I dislike Facebook for all of the reasons you've posted! I have thought many times about deactivating my account. Yet I keep it open, mostly to see pictures of my nieces and college friends' wedding pictures. I think I will eventually get rid of it completely, but for now I try to limit myself for a couple of minutes at a time, checking in only on the people I really do care about and refusing to let and jealousy begin to rise!

The Waits said...

recently, i was off of facebook for about a month ( my computer broke) It was one of the best months of my life! ( yes it was hard for a few days, but i got over it) The other day, i told a friend that if i had to go without facebook or blogging..i would quit facebook! Blogging is way more personal! I actually get to journal so many things.
Thanks for writing this post, i really enjoyed it.
-m

Days Careen said...

I agree facebook has become the way people 'know' each other now and that's a shame. In the past I have deactivated my account for a while for the reasons you have outlined, especially the comparing your life with others and how easily facebook lets you do this, does not help feelings of jealousy and inadequacy.

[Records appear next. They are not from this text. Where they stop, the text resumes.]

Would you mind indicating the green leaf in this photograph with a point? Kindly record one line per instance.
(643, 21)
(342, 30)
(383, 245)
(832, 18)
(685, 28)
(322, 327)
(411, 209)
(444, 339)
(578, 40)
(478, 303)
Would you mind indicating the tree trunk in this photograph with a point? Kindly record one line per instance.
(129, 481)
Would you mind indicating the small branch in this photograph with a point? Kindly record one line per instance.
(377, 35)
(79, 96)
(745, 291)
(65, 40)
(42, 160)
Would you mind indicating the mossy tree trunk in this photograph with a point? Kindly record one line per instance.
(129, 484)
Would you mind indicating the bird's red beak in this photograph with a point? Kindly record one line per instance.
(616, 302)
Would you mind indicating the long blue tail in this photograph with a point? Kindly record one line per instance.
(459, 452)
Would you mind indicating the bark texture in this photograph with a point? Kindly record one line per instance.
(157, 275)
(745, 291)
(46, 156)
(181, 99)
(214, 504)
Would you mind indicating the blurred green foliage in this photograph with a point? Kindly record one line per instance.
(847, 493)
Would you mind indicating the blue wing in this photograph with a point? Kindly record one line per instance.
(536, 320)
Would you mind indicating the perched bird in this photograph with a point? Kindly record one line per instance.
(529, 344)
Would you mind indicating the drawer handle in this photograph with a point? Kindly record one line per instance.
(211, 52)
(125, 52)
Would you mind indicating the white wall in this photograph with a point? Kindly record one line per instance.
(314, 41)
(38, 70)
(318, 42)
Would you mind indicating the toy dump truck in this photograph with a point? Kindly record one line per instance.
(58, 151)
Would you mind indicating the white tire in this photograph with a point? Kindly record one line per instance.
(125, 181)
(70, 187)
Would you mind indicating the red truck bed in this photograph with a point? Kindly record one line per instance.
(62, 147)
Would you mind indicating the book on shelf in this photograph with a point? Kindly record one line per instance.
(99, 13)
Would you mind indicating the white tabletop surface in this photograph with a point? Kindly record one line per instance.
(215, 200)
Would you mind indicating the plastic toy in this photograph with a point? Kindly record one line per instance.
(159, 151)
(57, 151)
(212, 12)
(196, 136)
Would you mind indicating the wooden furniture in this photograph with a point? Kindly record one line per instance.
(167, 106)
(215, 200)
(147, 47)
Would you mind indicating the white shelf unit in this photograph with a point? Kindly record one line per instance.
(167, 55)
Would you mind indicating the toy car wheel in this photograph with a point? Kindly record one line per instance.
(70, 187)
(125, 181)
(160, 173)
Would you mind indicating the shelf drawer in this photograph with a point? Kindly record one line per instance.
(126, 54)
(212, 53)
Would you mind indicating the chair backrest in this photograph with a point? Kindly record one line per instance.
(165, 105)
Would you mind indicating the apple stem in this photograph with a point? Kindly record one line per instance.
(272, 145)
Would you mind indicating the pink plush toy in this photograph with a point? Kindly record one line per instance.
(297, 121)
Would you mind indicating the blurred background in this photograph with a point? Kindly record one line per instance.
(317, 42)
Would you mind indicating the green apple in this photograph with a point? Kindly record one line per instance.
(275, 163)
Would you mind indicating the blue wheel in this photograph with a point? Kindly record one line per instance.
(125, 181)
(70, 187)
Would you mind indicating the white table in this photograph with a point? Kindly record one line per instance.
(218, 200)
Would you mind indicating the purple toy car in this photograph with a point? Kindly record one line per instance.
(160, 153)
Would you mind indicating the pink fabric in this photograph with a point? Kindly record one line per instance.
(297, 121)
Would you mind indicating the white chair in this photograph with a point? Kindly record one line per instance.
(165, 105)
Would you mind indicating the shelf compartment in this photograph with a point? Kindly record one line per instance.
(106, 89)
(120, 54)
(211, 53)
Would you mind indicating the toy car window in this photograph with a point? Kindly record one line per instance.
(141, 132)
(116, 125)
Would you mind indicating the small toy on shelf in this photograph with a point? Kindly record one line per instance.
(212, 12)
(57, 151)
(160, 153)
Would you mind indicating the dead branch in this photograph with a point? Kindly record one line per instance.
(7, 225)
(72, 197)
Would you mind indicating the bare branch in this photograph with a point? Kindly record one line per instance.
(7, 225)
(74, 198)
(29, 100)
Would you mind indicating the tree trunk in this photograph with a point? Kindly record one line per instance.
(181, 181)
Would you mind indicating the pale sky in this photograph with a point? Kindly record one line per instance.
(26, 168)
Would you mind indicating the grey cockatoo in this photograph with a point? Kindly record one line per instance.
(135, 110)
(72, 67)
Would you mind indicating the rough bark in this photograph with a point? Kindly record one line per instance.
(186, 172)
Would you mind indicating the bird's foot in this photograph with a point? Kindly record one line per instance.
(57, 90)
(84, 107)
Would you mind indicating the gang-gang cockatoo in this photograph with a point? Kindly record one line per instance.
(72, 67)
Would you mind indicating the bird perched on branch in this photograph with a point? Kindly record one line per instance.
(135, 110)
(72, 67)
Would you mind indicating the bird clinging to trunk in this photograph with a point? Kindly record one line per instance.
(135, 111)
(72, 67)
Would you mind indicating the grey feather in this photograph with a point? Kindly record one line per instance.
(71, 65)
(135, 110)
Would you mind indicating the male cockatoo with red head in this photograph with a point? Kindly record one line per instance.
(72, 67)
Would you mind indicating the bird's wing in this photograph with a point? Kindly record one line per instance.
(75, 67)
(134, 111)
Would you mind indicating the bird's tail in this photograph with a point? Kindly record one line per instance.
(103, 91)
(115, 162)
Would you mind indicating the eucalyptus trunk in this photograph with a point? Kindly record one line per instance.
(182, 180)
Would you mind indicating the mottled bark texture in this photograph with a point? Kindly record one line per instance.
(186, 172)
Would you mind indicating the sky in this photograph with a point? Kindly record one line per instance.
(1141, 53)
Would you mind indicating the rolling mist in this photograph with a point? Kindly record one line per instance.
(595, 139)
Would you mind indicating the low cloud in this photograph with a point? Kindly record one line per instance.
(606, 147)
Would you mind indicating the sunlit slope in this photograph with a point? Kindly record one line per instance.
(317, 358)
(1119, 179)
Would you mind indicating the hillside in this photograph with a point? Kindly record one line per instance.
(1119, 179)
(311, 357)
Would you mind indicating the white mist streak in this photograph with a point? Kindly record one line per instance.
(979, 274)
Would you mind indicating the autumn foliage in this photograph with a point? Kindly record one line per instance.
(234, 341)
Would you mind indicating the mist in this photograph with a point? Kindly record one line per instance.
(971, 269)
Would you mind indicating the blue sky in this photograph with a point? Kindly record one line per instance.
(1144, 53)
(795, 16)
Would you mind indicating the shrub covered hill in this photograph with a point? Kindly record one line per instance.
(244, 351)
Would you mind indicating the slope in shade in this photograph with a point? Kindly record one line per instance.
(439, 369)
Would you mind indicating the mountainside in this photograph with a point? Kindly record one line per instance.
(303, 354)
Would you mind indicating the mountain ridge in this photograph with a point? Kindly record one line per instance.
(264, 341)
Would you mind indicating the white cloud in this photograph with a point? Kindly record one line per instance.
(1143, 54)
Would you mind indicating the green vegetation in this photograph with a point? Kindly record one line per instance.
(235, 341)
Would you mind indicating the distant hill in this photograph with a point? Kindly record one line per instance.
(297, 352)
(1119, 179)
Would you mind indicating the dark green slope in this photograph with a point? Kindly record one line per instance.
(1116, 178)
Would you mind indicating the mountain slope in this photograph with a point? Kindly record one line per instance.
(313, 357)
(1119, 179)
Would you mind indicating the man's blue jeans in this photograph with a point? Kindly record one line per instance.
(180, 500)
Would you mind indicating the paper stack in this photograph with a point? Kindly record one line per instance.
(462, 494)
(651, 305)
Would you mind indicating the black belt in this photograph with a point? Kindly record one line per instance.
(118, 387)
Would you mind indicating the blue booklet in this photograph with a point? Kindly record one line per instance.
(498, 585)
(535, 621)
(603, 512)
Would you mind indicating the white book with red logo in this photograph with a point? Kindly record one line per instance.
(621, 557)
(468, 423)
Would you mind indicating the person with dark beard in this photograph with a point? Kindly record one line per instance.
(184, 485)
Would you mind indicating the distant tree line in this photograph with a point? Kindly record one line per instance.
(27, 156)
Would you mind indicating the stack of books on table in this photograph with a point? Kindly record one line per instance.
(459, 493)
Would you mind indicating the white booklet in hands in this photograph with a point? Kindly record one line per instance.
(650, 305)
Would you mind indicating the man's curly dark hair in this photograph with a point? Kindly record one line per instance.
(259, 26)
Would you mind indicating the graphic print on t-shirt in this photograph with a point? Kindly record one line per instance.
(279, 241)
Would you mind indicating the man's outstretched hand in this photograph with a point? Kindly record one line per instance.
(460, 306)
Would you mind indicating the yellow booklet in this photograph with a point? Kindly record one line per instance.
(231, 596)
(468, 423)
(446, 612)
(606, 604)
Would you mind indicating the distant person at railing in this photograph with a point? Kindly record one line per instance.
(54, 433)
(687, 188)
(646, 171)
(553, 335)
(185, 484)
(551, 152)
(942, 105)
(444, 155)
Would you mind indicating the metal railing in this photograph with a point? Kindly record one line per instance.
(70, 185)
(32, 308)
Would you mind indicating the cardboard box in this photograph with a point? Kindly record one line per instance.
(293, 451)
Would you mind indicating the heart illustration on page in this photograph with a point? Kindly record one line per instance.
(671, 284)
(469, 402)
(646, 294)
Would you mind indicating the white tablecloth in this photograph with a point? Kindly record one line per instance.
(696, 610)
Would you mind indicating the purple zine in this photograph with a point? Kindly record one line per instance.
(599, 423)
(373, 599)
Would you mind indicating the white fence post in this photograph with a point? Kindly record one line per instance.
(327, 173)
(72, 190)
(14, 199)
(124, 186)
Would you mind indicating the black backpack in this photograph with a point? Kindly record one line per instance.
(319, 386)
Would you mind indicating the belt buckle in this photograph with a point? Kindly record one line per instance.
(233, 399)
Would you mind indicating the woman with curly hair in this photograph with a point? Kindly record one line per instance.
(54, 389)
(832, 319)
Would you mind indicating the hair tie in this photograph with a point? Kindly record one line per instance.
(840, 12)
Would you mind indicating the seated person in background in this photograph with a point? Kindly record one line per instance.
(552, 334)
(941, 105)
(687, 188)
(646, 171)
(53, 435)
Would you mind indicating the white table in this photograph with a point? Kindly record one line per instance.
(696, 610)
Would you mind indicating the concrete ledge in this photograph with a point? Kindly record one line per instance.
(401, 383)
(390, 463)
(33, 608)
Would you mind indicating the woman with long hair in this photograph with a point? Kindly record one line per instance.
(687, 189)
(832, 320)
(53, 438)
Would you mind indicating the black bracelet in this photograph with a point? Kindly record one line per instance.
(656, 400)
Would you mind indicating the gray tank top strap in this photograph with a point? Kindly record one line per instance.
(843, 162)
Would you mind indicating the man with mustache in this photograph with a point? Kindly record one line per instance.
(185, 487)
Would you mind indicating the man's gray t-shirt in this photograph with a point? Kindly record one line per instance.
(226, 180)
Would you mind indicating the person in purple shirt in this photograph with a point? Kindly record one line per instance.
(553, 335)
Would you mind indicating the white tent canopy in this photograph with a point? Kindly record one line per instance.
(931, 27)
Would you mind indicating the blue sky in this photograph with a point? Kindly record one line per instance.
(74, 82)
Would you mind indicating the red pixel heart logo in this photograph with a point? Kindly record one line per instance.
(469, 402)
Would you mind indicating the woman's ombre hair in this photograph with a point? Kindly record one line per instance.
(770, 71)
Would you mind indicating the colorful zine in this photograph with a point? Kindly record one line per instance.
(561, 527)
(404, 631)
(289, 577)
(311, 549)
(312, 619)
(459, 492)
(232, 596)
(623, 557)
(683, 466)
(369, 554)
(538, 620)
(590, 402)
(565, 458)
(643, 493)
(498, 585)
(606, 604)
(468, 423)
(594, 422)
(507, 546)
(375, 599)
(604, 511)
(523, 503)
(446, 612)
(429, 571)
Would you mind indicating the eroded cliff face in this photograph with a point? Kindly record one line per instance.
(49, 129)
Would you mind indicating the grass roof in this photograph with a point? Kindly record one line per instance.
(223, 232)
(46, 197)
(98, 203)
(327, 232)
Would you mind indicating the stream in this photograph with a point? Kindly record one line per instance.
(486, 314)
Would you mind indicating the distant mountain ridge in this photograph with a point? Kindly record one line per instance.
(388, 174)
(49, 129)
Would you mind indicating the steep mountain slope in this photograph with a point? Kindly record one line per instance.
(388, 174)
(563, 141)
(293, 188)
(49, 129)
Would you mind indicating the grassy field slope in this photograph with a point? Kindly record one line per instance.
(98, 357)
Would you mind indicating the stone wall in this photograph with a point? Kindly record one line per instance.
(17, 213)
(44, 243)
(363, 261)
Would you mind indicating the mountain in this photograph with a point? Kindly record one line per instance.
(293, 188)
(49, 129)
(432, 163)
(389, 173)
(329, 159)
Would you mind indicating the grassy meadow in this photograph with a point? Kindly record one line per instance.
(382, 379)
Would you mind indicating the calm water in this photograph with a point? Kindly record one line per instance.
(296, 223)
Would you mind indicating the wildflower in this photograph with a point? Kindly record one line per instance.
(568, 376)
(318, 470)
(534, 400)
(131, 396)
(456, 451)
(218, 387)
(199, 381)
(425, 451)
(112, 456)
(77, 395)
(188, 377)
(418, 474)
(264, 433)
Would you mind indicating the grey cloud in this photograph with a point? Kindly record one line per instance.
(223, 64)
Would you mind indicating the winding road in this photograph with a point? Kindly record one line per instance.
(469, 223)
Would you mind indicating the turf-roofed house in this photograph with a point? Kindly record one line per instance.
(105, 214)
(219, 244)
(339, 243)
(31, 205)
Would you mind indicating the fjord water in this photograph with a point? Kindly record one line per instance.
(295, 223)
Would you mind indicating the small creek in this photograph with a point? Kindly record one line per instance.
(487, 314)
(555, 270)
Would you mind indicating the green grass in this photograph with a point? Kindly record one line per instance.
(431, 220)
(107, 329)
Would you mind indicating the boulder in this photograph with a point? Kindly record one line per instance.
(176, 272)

Also status updates that seem to give a second by second account of a person's life, their so busy updating their status their actual life is passing them by!
Your words have inspired me to think about deactivating again, I definitely get more meaningful things done without facebook.

Annie said...

this is exactly why i got rid of my facebook. because of the pettiness and drama and jealousy. it was ridiculous and stupid and drove me crazy.

i have to admit another motivation was someone i knew who spent and spends almost all of her time on facebook. and i realized i didn't want to be like that - i didn't want to share every aspect of my life and didn't want to have a compulsive need to be on fb all the time. i wanted the freedom to step away.

so i did. permanently.

samecookiesdifferent said...

You´re all so right, but there are also advanteges, for example the fact that you can find -nearly- everyone there...

But a good reason to give thoughts to this whole fb stuff...

visit the cookies blog
...and follow if youu love to <3

Anonymous said...

I enjoyed this blog any many levels. First of all you are an excellent writer. Second, you share insights that are thoughtful and thought provoking through written word and thirdly, I know you examine your life and strive to have a closer walk with Him.
I may have been lucky in not feeling jealous on fb but, I did notice time was wasted and reduced my use. I will take your thoughts and commit to only checking fb on a monthly or quarterly basis going forward.

UR

Rona said...

I hate that I wasted so much time on facebook before I finally realized a simple fact. It was ruining my self esteem and confidence. It was hard at first as many have admitted but 2 weeks have past and I feel a renewed interest in what I once thought was mundane. Thanks so much for sharing this. Hopefully you will help others who may be on the fence. Love your blog!